With PCIM taking place this week, the spotlight is on power devices, and UnitedSiC is announcing additions to its UF3C and UJ3C series. The units are aimed at serving in data center power supplies, 5G base station telecom rectifiers, and in onboard electric vehicle chargers.
Image from UnitedSiC
Members of both series from UnitedSiC are based on the cascode configuration. In this unique relationship, a high performance, wide bandgap SiC (silicon carbide) fast JFET is co-packaged with silicon MOSFET. The advantage here is that the MOSFET, which is controlled with a very low input voltage, can itself control a very high-voltage JFET.
Low-voltage MOSFET controls a high voltage JFET. Image from UnitedSiC
Members of both series will be available in T0220 and D2PAK packages, and are intended as “drop-in replacement” devices for existing silicon IGBTs, silicon FETs, SiC MOSFETs or silicon superjunction devices.
Both series of SiC FETs are based on pairing a normally-on SiC JFET with a Si MOSFET to produce a normally-off SiC FET device, as illustrated above. As a result, existing systems can be upgraded with the UnitedSiC device serving as a “drop-in replacement” FET. Thus, with no need to change gate drive voltage, designers can expect a performance increase with lower conduction and switching losses, enhanced thermal properties and integrated gate ESD protection.
In the case of new designs, the units can allow designers to build around increased switching frequencies. This allows for the employment of far smaller passive components, such as magnetics and capacitors. This is meant to result in substantial system benefits, such as increases in efficiency and in reduction in size, weight, and cost.
Some members of the series will be available in automotive versions that meet AEC-Q101. A complete listing of both the existing and the seven new members of both the UF3C and UJ3C series can be found here, mid-page.
UnitedSiC will be showcasing the UF3C and the UJ3C series at PCIM (in Hall 7 at booth 406, for those of you attending).
Hard Switching and Soft Switching
Members of the UF3C series are hard switched, while UJ3C devices are soft switched. Each method has different advantages and disadvantages.
Hard switched devices switch at a predetermined frequency. While they are simple to design, there may be overlap between the output’s voltage and current waveforms, which can result in switching losses.

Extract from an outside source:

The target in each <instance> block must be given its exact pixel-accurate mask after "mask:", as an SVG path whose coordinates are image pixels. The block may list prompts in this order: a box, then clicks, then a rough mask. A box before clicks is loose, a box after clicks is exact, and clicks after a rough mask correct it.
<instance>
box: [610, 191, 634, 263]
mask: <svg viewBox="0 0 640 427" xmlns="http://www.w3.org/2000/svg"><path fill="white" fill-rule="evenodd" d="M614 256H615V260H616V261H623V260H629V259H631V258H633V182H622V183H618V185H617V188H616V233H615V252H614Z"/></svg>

Soft-switching converters require control circuitry to coordinate the switch time with the output’s waveforms. They are more complex than hard-switching converters, as the switching point needs modification. Because switching speed will be lower, larger and heavier output filtering components are required.
What Other Manufacturers Have on Offer
With today’s emphasis on power electronics, there are many participants in this field. Here are two of the many available choices:
SSDI’s SGF46E70 and SGF15E100 families are cascode devices combining a GaN HEMT (high-electron-mobility transistor) with a low-voltage silicon MOSFET. These devices are designed for demanding aerospace and defense applications.
The TP65H035WS from Transphorm is a 650 V device combining a high-voltage GaN HEMT with a low-voltage silicon MOSFET. It is designed for service in datacom, solar inverter, and servo motor devices, as well as in a broad range of industrial applications.